Abstract

We aim to examine the influence of platelet rich plasma (PRP) and spatial cues in cartilage/bone matrix forming proteins, and to evaluate the mitotic and chemotactic potential of PRP on human mesenchymal stem cells (hMSCs). Directed cell migration towards PRP gradients was assessed in chemotactic chambers, and recorded by time-lapse microscopy. hMSCs cultured in three-dimensional (3D) scaffolds were visualized by scanning electron microscopy; Hoechst dye was used to confirm cell confluence in 3D-constructs and monolayers before experimental treatment. MSCs were treated with 10% PRP lysate or 10% PRP lysate supplemented with TGF-β-based differentiation medium. The expression of cartilage (COL2A1, Sox9, ACAN, COMP), and bone (COL1A1, VEGF, COL10A1, Runx2) fundamental genes was assessed by real time PCR in monolayers and 3D-constructs. PRP had mitotic (p <.001), and chemotactic effect on hMSCs, Ralyleigh test p = 1.02E - 10. Two and three-week exposure of MSCs to PRP secretome in 3Dconstructs or monolayers decreased Sox9 expression (p <0.001 and p = 0.050) and COL2A1, (p = 0.011 and p = 0.019).

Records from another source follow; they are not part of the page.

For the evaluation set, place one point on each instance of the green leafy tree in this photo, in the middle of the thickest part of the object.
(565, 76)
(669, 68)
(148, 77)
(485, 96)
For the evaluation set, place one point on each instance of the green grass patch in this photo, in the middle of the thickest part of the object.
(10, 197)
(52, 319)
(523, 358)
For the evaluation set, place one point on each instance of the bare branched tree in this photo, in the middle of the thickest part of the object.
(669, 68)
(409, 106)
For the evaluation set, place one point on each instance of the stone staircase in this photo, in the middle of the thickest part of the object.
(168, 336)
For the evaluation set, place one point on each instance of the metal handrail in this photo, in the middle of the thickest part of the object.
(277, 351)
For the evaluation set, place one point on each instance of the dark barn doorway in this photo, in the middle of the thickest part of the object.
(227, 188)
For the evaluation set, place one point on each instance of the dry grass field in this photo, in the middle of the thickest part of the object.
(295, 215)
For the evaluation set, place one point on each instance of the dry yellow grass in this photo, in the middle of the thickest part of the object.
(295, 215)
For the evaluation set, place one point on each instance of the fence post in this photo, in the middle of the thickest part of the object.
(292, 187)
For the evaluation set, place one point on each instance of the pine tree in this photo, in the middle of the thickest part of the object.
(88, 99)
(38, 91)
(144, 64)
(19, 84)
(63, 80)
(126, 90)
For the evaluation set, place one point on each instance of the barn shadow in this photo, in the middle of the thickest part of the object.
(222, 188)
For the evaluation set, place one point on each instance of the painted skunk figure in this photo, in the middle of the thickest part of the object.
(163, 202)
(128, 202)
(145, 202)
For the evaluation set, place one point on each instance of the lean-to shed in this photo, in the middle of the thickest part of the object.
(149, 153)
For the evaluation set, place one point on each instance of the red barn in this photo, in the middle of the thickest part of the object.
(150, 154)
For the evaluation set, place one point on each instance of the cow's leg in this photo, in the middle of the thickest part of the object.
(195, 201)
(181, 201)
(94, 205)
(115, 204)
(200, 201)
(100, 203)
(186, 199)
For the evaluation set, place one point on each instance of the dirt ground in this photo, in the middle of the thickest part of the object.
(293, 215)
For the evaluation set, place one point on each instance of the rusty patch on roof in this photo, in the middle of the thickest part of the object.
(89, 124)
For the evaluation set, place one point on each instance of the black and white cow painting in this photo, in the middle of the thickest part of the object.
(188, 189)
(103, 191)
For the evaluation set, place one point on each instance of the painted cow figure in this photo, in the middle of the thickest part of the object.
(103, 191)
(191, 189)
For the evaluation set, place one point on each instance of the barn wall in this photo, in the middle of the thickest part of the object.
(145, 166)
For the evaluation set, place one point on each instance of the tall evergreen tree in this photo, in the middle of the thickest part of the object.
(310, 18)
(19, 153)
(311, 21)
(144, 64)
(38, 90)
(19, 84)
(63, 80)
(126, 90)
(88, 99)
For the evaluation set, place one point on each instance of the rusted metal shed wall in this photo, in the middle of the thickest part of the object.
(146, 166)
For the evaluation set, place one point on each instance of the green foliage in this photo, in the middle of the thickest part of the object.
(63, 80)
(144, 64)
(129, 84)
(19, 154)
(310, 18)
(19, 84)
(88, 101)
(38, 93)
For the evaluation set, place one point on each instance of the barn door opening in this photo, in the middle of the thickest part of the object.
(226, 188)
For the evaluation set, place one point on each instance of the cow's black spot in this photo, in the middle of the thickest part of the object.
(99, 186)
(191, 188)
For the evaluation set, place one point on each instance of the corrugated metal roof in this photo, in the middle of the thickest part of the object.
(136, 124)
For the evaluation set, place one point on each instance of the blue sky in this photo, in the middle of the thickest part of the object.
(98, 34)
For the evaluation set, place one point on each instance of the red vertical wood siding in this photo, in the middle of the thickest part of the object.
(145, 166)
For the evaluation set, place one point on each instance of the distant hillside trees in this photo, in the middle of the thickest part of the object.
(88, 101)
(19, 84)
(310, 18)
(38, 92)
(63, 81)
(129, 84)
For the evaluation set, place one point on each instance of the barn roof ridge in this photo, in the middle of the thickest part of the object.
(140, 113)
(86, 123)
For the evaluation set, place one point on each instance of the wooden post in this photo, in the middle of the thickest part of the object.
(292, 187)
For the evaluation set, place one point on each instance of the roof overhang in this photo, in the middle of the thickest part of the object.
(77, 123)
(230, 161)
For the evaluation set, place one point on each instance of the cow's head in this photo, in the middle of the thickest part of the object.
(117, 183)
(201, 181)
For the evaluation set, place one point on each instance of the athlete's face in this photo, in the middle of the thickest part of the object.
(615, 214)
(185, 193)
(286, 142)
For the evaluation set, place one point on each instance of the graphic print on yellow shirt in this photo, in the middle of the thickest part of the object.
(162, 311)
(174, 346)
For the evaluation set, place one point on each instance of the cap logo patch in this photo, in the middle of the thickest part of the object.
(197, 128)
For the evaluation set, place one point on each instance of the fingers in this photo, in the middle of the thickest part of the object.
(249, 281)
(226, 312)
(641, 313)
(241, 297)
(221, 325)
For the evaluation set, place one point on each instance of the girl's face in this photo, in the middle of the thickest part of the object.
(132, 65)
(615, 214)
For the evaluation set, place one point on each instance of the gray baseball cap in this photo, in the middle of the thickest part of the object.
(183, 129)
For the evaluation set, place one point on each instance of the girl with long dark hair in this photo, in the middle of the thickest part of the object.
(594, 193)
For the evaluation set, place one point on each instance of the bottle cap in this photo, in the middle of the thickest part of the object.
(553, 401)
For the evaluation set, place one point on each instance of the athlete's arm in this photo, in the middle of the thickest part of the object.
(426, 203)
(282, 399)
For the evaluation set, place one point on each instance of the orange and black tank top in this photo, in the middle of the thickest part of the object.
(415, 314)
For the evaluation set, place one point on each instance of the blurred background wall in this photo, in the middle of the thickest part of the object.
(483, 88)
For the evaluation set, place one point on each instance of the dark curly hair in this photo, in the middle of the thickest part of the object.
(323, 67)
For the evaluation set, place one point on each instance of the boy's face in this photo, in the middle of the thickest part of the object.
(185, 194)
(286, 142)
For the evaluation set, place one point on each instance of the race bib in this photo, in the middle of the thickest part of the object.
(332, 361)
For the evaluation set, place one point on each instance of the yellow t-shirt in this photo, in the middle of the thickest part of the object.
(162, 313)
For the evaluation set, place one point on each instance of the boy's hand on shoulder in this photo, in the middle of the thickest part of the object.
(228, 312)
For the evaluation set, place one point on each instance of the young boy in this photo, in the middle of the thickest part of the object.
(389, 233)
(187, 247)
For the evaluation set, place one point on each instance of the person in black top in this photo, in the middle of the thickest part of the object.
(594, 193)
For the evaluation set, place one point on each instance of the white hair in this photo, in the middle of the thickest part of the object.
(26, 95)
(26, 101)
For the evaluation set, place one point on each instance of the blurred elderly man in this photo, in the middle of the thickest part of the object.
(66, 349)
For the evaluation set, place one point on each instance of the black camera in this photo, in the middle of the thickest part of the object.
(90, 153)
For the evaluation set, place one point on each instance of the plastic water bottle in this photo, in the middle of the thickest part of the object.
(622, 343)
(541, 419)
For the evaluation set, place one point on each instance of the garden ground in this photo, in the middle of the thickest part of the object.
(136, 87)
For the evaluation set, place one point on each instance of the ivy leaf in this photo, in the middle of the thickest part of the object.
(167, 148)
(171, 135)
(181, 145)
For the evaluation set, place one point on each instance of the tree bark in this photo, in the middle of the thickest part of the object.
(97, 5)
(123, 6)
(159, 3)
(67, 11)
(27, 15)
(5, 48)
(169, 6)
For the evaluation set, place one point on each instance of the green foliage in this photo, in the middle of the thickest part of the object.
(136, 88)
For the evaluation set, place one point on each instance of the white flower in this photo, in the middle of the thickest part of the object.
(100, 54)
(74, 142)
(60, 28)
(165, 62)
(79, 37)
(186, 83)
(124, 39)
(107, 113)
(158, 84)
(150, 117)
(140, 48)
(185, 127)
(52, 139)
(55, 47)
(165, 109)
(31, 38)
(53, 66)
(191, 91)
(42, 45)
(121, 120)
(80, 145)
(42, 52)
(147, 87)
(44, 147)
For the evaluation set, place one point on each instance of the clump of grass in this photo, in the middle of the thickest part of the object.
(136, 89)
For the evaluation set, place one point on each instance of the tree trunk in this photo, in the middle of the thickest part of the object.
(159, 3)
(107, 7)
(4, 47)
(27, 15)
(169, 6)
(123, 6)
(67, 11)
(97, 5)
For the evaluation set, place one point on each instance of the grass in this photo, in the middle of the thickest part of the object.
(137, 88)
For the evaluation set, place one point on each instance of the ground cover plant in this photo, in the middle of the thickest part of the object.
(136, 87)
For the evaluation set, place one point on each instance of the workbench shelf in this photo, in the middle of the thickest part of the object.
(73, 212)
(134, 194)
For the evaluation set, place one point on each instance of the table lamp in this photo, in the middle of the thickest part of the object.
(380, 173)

MSCs in monolayers exposed to PRP showed increased ACAN (p = 0.050) and COMP (p <0.001). Adding TGF-β-based differentiation medium to PRP increased COMP, and COL2A1 expression at gene and protein level, but merely in 3D-constructs, p <0.001. TGF-β addition to monolayers reduced Sox9 (p <0.001), aggrecan (p = 0.004), and VEGF (p = 0.004). Cells exposed to PRP showed no changes in hypertrophy associated genes in either monolayers or 3Dconstructs. Our study suggests hMSCs have high-degree of plasticity having the potential to change their matrix-forming phenotype when exposed to PRP and according to spatial configuration.